There are times when it is appropriate to flag an image and delete later. Often, when dealing with a revised version of a large psd I may wish to delete the previous version immediately, when the reason to delete it is fresh in my mind.


----------



## Johan Elzenga (Sep 5, 2016)

Gnits,
If you look at his screenshot, you will see that's what he did. However, it's rather time consuming to have to click this dialog every time you delete an image (if you are going to delete quite a few images).

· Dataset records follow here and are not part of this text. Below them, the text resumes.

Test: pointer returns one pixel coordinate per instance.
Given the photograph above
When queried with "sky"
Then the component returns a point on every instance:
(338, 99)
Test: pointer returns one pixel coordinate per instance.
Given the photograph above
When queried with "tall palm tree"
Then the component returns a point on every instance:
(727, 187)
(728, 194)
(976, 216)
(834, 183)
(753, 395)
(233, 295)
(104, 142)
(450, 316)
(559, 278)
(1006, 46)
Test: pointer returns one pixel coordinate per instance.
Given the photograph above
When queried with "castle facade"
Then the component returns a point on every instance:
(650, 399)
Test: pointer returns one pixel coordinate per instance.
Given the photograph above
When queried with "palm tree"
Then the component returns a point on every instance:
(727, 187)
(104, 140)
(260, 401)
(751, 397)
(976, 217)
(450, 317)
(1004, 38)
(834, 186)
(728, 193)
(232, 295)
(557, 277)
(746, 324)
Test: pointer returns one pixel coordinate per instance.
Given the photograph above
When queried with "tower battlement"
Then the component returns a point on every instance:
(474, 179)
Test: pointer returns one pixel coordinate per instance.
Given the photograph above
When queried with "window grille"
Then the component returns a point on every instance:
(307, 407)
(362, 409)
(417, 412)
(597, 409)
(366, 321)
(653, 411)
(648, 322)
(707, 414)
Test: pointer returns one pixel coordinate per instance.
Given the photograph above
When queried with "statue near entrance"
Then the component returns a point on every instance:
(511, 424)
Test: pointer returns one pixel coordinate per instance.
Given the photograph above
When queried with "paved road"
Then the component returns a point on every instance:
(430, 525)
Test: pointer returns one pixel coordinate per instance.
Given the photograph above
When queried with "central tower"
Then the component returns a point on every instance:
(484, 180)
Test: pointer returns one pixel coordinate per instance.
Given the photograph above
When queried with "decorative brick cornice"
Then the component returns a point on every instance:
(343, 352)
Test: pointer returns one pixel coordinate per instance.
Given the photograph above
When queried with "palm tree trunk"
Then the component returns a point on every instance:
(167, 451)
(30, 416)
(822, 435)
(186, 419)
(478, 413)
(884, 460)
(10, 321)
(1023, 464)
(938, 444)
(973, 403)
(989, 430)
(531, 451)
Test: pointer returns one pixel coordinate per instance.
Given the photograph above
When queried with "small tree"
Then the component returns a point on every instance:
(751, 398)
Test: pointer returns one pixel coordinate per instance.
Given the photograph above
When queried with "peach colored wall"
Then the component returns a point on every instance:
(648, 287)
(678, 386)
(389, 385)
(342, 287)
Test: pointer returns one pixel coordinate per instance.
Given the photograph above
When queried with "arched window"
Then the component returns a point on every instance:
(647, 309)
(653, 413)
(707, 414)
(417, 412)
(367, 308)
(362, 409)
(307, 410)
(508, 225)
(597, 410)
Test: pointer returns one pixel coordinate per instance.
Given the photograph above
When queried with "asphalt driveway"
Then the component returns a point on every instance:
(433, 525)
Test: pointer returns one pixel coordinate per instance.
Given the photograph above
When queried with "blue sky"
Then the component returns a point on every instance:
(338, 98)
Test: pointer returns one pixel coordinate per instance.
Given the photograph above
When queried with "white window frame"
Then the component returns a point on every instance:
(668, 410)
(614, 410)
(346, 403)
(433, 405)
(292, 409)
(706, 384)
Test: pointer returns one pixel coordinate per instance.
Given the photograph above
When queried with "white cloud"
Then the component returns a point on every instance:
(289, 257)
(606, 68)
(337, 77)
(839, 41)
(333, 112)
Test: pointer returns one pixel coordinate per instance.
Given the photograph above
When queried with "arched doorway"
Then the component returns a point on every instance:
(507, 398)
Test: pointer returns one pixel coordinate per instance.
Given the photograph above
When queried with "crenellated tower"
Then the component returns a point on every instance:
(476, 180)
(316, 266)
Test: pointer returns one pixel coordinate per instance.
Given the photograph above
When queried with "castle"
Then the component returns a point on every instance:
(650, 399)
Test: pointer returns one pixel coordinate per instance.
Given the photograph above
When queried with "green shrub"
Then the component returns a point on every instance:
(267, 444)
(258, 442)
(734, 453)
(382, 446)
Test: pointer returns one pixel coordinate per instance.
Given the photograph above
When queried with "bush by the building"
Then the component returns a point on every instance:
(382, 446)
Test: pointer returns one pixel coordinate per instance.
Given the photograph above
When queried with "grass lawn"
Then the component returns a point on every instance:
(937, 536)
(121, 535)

That's why using 'X' and then later deleting all of them at once is the better option.

Another reason why this is a better option is because hitting the Delete key works differently if you are in a collection. If you are in a collection, hitting that key will only delete the image from that collection, not from the catalog or from the disk.


----------



## rob211 (Sep 5, 2016)

Since I have to save myself from myself, I sometimes do the X reject, but when it comes time to actually delete them I put them in a folder for that year called "trash." I have backups, of course, but sometimes the X-d images turn out to be something I needed and this makes it easier to recover them. And it also inspires me to be more aggressive in my culling. YMMV.


----------



## Gnits (Sep 5, 2016)

JohanElzenga said:


> If you look at his screenshot, you will see that's what he did.

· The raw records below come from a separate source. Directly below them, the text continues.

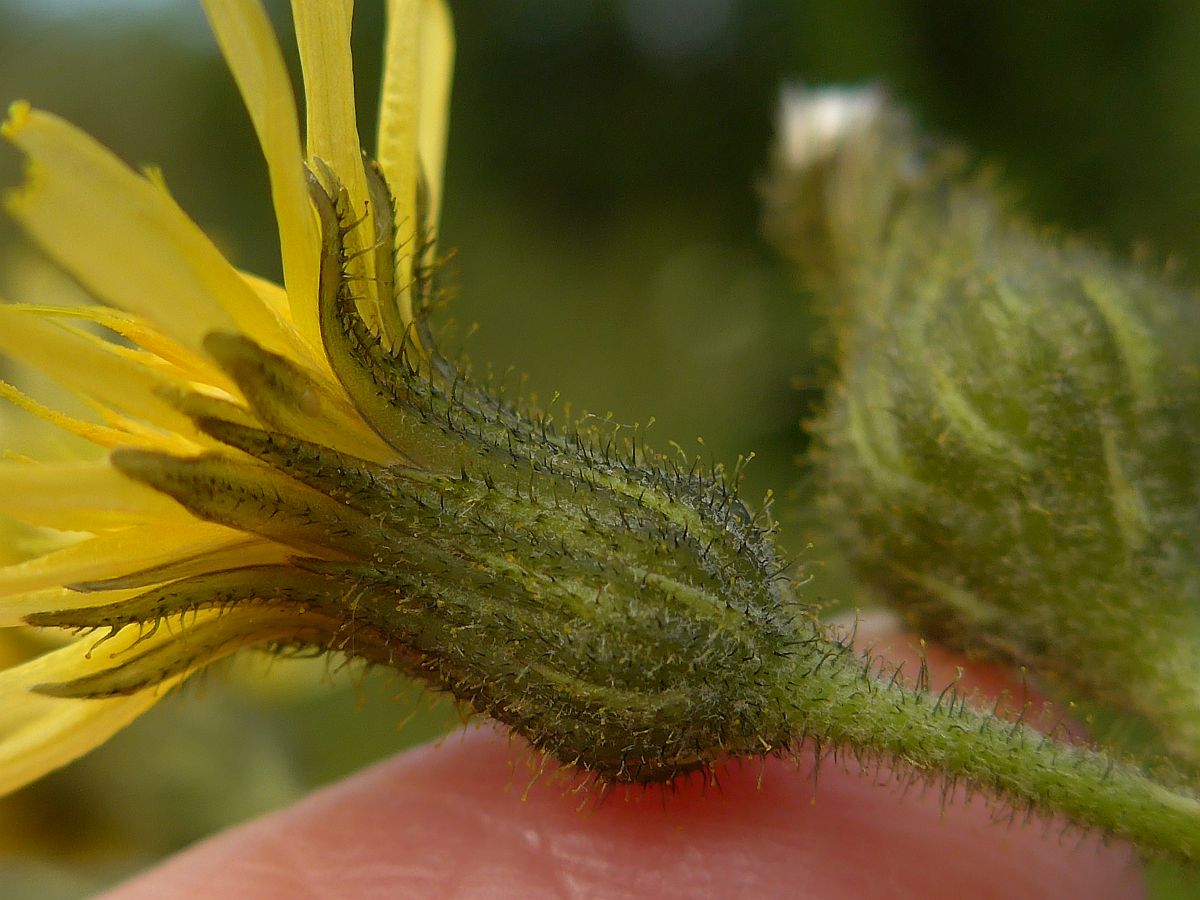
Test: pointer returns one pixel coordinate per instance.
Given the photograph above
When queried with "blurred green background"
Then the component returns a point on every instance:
(601, 193)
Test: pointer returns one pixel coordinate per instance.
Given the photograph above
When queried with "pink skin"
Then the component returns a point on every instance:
(462, 820)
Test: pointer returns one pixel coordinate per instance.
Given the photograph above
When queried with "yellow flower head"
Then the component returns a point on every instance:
(203, 343)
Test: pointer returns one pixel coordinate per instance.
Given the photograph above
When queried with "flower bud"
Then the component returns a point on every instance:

I do not argue with any of the specific suggestions you are making...... but I read the opening post several times looking for where the Delete key was used and found none.

I also read :



august9 said:


> so the best would be to delete it in one or two key-strokes (backspace - "Are you sure you want to permanently delete?" Yes/No.



...... which seems to me to mirror the behaviour of the Delete Key.

Either way, various options are presented and hopefully will meet the need.


----------



## Johan Elzenga (Sep 5, 2016)

Gnits said:


> I read the opening post several times looking for where the Delete key was used and found none.



I read 



august9 said:


> Hitting backspace on the keyboard, hitting left arrow twice then enter to delete a picture



as hitting the Delete (Backspace) key to bring up the dialog, hitting left arrow twice to go to the 'Delete from disk' button, and hitting 'Enter' to press that button.


----------



## clee01l (Sep 5, 2016)

Confirmation screens are put there by the programmers to try to head off "Stupid User Mistakes". It is there intentionally to slow things down so that you might think about your irrevocable actions.  I wish Adobe would remove the short cut {Cmd}{Optn}{Shft}{Del}.   I think the short cut is a bad practice and a dangerous habit to get into.  I can't is good conscience recommend this option to any user, especially a new LR user.   We all make stupid mistakes and often when we've been up late and are tired try do "one more thing".  If you are perfect and don't make mistakes (ever) then the shortcut key might be for you.  It is not to be used when you are in a hurry and not thinking about your actions.


----------



## august9 (Sep 5, 2016)

(Original poster posting this 

The x-click-solution is quite nice for me. The bad thing with cmd+option+shift+backspace is that it's not undoable (cmd+z). 

The bad thing with using backspace and confirming is that the arrow-keys can't be used to navigate the dialogue-box...! 
Which is pretty strange considering thats how every other program I use on my mac operates. Actually it seems that's the case in all dialogues in Lightroom, that you cant navigate with arrow-keys (or TAB). 

Using the keyboard is just faster than pointing and clicking for every thing you need to do.. Especially on a macbook!

Thanks for contributing to the subject! I'm happy this is an active community


----------